Federal agencies currently provide help to persons involved in agency proceedings through information given by agency personnel and through funding of legal aid programs and approval or payment of attorney fee awards. This recommendation does not deal with whether government aid may be needed for persons who cannot afford any form of assistance. This recommendation focuses on the potential for increasing the availability of assistance by nonlawyers. Federal agency experience and statistics indicate that qualified persons who are not lawyers generally are capable of providing effective assistance to individuals in mass justice agency proceedings.

While it is recognized that no established privilege protects the confidentiality of communications between nonlawyers and their clients, agencies may adopt some protections covering their own proceedings. The possible limitation of such protections does not outweigh the benefits of increased assistance and representation.

Agency practices do not currently maximize the potential for free choice of assistance, and, in some instances, may hinder the availability of qualified, low-cost assistance by nonlawyers. Agencies should take the steps necessary to encourage—as well as eliminate inappropriate barriers to—nonlawyer assistance and representation.
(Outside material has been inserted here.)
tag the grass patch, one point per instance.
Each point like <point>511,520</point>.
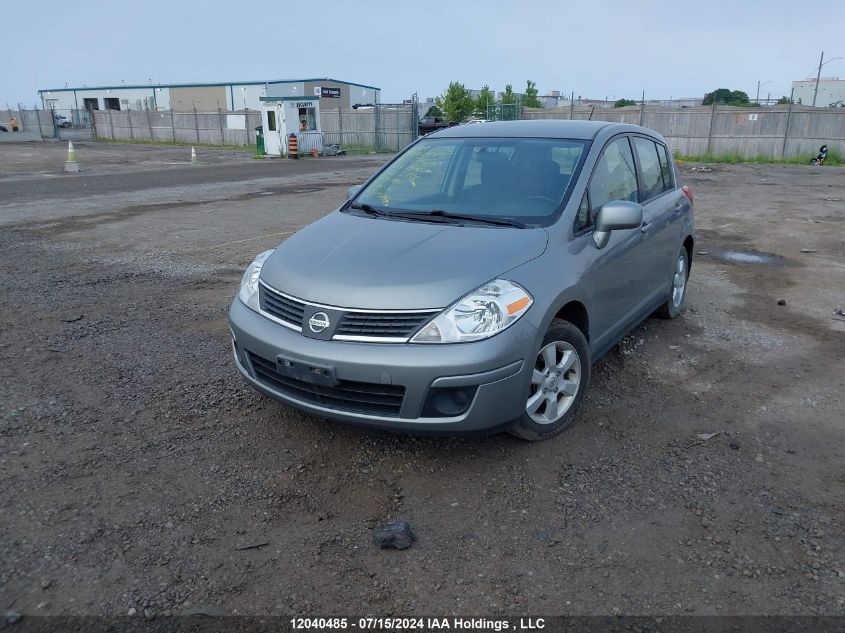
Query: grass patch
<point>146,141</point>
<point>735,158</point>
Agencies generally have the authority to authorize any person to act as a representative for another person having business with the agency. Where an agency intends to permit nonlawyers to assist individuals in agency matters, the agency needs to state that intention affirmatively in its regulations for two reasons. First, an affirmative statement is essential, under existing case law, to protect a nonlawyer from prosecution—under state “unauthorized practice of law” prohibitions—for assisting and advising a Federal client preparatory to commencing agency proceedings, as well as for advertising the availability of services. Second, an affirmative agency position is needed to overcome a common assumption of nonlawyers that agencies welcome only lawyers as representatives, and thereby to encourage an increase in the provision of nonlawyer services.


1. The Social Security Administration, the Immigration and Naturalization Service, the Veterans Administration, the Internal Revenue Service, and other Federal agencies that deal with a significant number of unassisted individuals who have personal, family, or personal business claims or disputes before the agency, should review their regulations regarding assistance and representation. The review should be directed toward the goals of authorizing increased assistance by nonlawyers, and of maximizing the potential for free choice of representative to the fullest extent allowed by law.
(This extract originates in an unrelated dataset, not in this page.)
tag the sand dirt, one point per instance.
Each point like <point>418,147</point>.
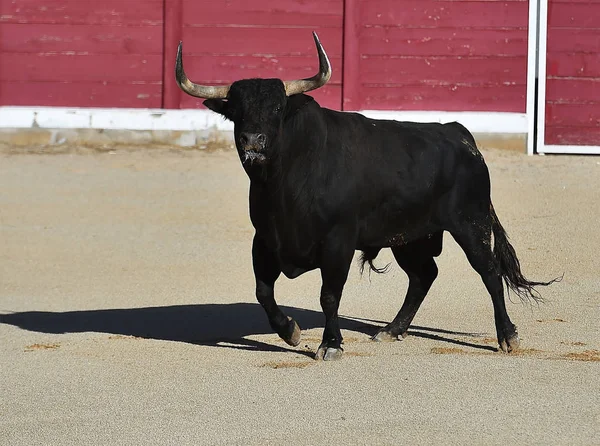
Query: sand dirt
<point>127,316</point>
2. If an agency determines that some subject areas or types of its proceedings are so complex or specialized that only specially qualified persons can adequately provide representation, then the agency may need to adopt appropriate measures to ensure that nonlawyers meet specific eligibility criteria at some or all stages of representation. Agencies should tailor any eligibility requirements so as not to exclude nonlawyers (including nonlawyers who charge fees) as a class, if there are nonlawyers who, by reason of their knowledge, experience, training, or other qualification, can adequately provide assistance or representation.

3. Agencies should declare unambiguously their intention to authorize assistance and representation by nonlawyers meeting agency criteria. Where a declaration by an agency may have the effect of preempting state law (such as “unauthorized practice of law” prohibitions), then the agency should employ the procedures set out in Recommendation 84-5 with regard to notification of and cooperation with the states and other affected groups.
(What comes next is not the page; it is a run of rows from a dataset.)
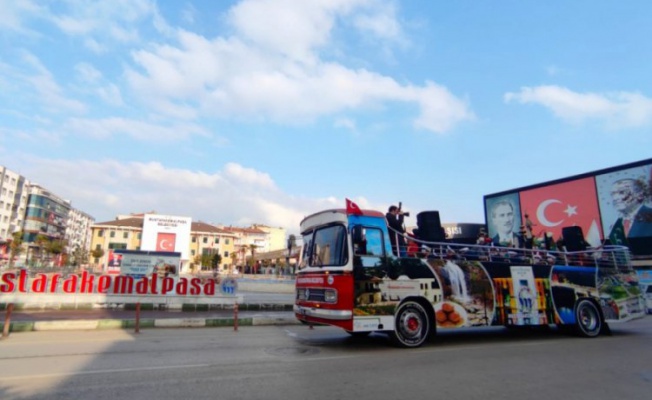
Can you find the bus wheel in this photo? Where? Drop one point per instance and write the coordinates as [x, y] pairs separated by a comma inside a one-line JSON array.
[[412, 326], [589, 321]]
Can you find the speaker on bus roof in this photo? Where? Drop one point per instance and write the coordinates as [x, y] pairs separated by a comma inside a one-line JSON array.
[[430, 228], [574, 238]]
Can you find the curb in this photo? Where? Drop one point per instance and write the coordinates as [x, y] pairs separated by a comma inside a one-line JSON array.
[[104, 324], [145, 323]]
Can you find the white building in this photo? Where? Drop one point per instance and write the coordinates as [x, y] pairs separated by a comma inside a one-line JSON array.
[[13, 202]]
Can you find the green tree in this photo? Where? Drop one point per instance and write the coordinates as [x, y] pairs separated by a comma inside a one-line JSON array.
[[42, 242], [216, 260], [97, 254], [57, 247], [252, 248], [79, 256], [234, 259], [206, 259]]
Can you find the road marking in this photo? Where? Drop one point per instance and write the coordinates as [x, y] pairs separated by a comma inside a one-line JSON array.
[[102, 371]]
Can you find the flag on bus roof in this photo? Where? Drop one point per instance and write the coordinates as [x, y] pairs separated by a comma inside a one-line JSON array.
[[352, 208]]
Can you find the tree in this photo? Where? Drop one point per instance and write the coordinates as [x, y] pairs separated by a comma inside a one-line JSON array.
[[252, 248], [42, 241], [234, 259], [97, 254], [15, 247], [216, 259], [206, 259], [79, 256], [56, 247]]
4. Agencies should review their rules of practice that deal with attorney conduct (such as negligence, fee gouging, fraud, misrepresentation, and representation when there is a conflict of interest) to ensure that similar rules are made applicable to nonlawyers as appropriate, and should establish effective agency procedures for enforcing those rules of practice and for receiving complaints from the affected public.



51 FR 25641 (July 16, 1986)

1986 ACUS 3


1 The term “mass justice” is used here to categorize an agency program in which a large number of individual claims or disputes involving personal, family, or personal business matters come before an agency; e.g., the Old Age Survivors and Disability Insurance program administered by the Social Security Administration. To the extent that principles incorporated in this Recommendation may be applicable to other programs in which nonlawyer assistance or representation is (or could be made) available, the Conference recommends the consideration of these principles by the agencies involved.

2 The term “assistance” is used here to indicate all forms of help, including representation, that may be beneficial to a person in dealing with an agency. The term “representation” is used whenever the most likely form of assistance involves such activities as making an appearance, signing papers, or speaking for the assisted individual. Neither term is meant to be exclusive.